In recent posts, we considered the value of plate appearances that passed through specific counts. For example, PA’s that pass through a 0-2 count are clearly worse (from an average runs perspective) than a 2-0 count. Here we look at the transitions between pitch counts and illustrate the use of a R package to graph the probabilities of different transitions.

A useful way of modeling these transitions is by a Markov Chain. A plate appearance starts with a 0-0 count and there are 11 possible pitch counts (0-1, 1-0, 0-2, 1-1, 2-0, 1-2, 2-1, 3-0, 2-2, 3-1, 3-2) and we’ll call the end of the plate appearance (a walk, strikeout, or a ball put in play) as the “final state”. We call these possible pitch counts (including the 0-0 count) and the end of the PA the “states” and the Markov Chain describes the probabilities of moving among these states in each pitch. (One basic assumption of a Markov Chain is the probability of moving to a new state just depends on the current state and this history of the movement to the current state is not relevant.) Using the 2015 Retrosheet data, we can estimate these “transition probabilities” pretty accurately.
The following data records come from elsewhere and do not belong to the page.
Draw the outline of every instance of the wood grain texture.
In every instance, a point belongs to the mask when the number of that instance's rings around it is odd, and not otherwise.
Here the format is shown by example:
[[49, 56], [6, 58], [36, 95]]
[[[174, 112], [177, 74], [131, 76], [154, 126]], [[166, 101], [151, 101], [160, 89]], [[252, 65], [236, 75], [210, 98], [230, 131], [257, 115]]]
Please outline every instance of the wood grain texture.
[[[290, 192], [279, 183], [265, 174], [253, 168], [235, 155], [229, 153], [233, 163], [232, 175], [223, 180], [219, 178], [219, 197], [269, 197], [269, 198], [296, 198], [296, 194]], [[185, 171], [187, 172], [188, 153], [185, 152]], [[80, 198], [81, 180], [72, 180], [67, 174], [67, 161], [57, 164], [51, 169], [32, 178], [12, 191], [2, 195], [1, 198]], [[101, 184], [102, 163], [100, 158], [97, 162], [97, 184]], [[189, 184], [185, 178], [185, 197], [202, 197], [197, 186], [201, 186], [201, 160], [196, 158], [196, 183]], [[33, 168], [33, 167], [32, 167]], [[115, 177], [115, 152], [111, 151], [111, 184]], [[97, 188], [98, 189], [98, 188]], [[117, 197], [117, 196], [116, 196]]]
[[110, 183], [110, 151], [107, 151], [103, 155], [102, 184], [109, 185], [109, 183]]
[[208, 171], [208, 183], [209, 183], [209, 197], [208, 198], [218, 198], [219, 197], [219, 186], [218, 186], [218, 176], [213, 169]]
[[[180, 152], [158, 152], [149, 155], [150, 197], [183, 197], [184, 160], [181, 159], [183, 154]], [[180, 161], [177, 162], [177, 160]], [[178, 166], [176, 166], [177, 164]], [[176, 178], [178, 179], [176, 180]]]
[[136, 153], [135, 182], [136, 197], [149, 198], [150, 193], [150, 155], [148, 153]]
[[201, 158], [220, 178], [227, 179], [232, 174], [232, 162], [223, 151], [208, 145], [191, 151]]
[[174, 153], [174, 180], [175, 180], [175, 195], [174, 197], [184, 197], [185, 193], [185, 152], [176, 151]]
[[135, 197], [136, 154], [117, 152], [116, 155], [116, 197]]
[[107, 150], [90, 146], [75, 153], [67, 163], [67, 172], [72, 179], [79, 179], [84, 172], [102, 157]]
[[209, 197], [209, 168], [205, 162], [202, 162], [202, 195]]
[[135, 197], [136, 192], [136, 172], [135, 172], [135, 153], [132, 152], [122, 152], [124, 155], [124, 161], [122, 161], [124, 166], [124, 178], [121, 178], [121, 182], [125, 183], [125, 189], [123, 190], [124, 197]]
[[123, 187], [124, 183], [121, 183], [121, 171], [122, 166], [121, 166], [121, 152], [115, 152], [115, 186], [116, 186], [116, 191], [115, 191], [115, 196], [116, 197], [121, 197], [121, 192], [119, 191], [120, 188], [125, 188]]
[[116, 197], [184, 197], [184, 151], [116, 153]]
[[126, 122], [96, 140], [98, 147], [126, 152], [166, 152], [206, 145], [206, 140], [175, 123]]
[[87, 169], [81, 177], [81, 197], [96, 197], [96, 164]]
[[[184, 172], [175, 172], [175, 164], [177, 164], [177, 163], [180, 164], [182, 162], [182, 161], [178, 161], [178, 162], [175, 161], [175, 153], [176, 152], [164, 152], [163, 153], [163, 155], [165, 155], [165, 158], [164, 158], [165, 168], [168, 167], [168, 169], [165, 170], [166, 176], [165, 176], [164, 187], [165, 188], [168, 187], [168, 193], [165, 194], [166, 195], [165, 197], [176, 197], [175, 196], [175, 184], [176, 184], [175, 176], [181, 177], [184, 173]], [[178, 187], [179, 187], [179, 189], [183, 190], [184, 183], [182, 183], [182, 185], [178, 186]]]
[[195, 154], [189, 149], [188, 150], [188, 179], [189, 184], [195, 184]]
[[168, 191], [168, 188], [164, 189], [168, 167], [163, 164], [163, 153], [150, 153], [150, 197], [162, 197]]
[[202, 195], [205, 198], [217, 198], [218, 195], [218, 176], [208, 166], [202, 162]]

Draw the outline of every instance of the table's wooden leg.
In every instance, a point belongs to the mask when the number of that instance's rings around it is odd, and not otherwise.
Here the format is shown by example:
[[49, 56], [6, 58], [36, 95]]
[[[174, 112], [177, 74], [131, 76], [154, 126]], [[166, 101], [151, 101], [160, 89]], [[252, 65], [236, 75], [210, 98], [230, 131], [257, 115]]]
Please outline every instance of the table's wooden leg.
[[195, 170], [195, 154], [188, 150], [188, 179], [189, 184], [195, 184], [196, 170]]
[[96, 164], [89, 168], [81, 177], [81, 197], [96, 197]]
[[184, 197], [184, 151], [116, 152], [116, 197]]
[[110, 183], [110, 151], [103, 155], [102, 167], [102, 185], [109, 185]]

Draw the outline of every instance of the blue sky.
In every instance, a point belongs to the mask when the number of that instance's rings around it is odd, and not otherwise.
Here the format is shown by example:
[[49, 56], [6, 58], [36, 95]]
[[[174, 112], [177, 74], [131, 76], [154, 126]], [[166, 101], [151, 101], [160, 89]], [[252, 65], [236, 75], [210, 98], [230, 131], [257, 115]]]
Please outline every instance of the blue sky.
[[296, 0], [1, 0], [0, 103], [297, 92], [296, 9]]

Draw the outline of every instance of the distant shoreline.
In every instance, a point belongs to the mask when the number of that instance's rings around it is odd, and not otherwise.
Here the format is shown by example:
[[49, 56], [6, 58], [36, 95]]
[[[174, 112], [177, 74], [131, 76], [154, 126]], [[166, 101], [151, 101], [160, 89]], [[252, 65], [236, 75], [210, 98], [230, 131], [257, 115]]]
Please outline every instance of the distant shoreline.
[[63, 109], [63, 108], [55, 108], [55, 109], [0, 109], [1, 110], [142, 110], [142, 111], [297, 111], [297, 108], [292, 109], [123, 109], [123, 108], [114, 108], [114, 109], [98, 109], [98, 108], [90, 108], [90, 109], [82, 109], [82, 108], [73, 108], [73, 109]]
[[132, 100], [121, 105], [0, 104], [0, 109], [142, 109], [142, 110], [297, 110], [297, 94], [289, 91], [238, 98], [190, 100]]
Here is the 13 x 13 matrix that gives these transition probabilities. Starting at the 0-0 count, the first row says that the after one pitch, the new state will be either 0-1, 1-0, or X (in play) with respective probabilities .50, .39, and .11. In contrast, if the current state is 3-2, then the new state (after one pitch) will be 3-2 and X (in play, SO, or BB) with probabilities .29 and .71.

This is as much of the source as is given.